During the past few years, the main focus of conversations regarding AI infrastructure was primarily on training clusters. The main emphasis was on significant models, substantial GPU clusters, closely knit scale-out networks, and the immense synchronization requirements brought about by collaborative communication among a multitude of accelerators.
The fiber arrangement mirrored these priorities through extended optical spans across buildings and campuses, high-capacity north-south traffic, and highly dense interconnection setups. The significance of that model persists. Nevertheless, deployment tendencies in 2026 are leaning towards a different direction.

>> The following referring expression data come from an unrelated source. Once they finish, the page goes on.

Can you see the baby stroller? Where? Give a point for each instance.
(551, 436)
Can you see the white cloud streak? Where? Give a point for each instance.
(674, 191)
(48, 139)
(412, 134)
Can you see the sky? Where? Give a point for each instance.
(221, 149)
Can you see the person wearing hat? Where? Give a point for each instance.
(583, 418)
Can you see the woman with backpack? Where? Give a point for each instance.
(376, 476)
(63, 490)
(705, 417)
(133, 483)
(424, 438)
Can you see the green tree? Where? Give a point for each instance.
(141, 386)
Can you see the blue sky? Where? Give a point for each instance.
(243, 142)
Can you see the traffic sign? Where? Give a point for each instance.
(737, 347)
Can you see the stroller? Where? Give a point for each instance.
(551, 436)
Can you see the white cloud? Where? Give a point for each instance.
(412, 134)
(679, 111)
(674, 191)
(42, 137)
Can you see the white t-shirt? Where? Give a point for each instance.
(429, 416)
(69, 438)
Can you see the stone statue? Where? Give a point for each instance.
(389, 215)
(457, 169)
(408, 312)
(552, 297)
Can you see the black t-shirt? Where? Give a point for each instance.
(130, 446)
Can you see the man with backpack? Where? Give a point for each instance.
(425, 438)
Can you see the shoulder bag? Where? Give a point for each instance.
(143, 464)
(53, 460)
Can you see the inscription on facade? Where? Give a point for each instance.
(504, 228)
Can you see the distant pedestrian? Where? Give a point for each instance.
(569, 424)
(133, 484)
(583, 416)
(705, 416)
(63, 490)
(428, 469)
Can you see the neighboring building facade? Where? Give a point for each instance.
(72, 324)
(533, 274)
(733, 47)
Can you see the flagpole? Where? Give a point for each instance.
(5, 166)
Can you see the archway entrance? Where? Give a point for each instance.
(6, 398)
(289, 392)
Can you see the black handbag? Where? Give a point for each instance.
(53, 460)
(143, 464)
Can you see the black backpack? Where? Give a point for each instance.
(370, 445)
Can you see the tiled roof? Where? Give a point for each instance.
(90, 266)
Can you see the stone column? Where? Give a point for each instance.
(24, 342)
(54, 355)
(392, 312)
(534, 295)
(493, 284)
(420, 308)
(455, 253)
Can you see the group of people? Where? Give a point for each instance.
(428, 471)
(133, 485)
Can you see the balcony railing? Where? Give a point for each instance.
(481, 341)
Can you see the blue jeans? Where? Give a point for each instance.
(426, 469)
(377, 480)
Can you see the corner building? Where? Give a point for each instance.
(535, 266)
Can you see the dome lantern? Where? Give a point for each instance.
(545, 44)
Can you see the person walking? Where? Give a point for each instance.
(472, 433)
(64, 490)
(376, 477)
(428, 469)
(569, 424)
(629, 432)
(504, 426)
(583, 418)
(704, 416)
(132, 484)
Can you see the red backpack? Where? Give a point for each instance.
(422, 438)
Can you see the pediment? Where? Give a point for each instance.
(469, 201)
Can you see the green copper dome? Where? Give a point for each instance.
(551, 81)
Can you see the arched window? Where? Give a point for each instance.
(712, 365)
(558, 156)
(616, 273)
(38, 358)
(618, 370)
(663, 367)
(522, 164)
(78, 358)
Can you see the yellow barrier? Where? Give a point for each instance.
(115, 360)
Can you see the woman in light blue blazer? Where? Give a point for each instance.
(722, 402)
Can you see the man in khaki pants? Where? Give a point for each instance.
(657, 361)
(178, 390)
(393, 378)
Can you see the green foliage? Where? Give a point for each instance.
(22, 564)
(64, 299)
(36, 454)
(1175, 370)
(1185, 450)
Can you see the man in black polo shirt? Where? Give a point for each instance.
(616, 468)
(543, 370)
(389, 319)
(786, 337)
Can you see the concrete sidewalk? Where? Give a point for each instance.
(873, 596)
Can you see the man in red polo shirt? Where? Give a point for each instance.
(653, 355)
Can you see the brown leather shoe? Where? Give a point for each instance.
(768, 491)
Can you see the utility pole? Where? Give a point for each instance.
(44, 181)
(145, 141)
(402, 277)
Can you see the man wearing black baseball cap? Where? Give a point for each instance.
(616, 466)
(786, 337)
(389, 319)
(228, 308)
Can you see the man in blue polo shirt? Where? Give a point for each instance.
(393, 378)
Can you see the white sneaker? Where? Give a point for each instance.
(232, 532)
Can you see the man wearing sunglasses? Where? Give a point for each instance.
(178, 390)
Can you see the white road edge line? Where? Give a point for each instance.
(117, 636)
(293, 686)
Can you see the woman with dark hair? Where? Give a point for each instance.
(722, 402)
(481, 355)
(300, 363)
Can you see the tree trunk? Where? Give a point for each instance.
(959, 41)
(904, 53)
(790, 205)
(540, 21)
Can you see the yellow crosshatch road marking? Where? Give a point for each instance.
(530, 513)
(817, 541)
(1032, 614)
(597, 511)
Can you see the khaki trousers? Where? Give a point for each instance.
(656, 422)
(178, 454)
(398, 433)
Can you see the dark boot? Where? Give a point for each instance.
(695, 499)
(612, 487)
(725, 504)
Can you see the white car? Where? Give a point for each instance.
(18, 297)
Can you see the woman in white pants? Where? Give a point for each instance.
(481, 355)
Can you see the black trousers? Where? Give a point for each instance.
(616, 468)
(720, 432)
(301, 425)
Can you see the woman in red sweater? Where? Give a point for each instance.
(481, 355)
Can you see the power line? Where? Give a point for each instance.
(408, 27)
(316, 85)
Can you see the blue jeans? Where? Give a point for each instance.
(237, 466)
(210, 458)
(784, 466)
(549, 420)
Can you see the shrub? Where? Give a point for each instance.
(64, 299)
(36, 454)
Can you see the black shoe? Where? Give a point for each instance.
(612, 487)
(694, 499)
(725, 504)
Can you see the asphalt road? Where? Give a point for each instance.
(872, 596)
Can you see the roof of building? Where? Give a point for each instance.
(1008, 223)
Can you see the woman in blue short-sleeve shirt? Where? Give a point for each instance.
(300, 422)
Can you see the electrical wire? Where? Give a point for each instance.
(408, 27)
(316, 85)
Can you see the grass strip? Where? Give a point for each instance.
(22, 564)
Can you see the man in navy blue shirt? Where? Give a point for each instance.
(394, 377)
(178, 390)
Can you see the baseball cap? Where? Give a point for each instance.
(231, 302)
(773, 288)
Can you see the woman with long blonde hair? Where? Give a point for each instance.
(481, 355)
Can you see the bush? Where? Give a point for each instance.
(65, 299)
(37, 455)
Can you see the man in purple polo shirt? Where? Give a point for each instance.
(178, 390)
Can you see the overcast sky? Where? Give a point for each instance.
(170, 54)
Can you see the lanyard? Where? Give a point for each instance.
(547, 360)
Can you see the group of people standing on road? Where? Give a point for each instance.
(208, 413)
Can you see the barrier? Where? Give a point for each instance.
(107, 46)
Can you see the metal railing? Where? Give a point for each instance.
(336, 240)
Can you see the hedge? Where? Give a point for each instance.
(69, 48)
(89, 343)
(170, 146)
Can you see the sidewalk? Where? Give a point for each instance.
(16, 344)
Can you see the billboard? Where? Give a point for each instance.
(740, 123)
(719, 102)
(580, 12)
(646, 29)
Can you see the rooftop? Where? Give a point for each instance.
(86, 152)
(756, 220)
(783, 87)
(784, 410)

A key development in AI during the past year is that inference has surpassed training as the main operational task. In essence, there is a greater amount of computational resources being utilized for applying models rather than creating them. This signifies the evolution of AI from a primarily research-focused domain to an operational one.
The introduction of inference brings about a distinct shift in the infrastructure’s behavior. Over the past few months, I’ve noticed that the discourse on infrastructure has not completely aligned with the practical aspects occurring within AI systems. Many of the discussions in public are still focused on topics such as the number of accelerators, power usage, and large-scale training clusters for hyperscale computing.
Much less attention was paid to the practical implications for optical infrastructure, pathway allocation, topology planning, and physical network architecture. Consequently, my colleagues and I started working on a white paper series that concentrates on the connection between AI workload behavior and physical infrastructure design.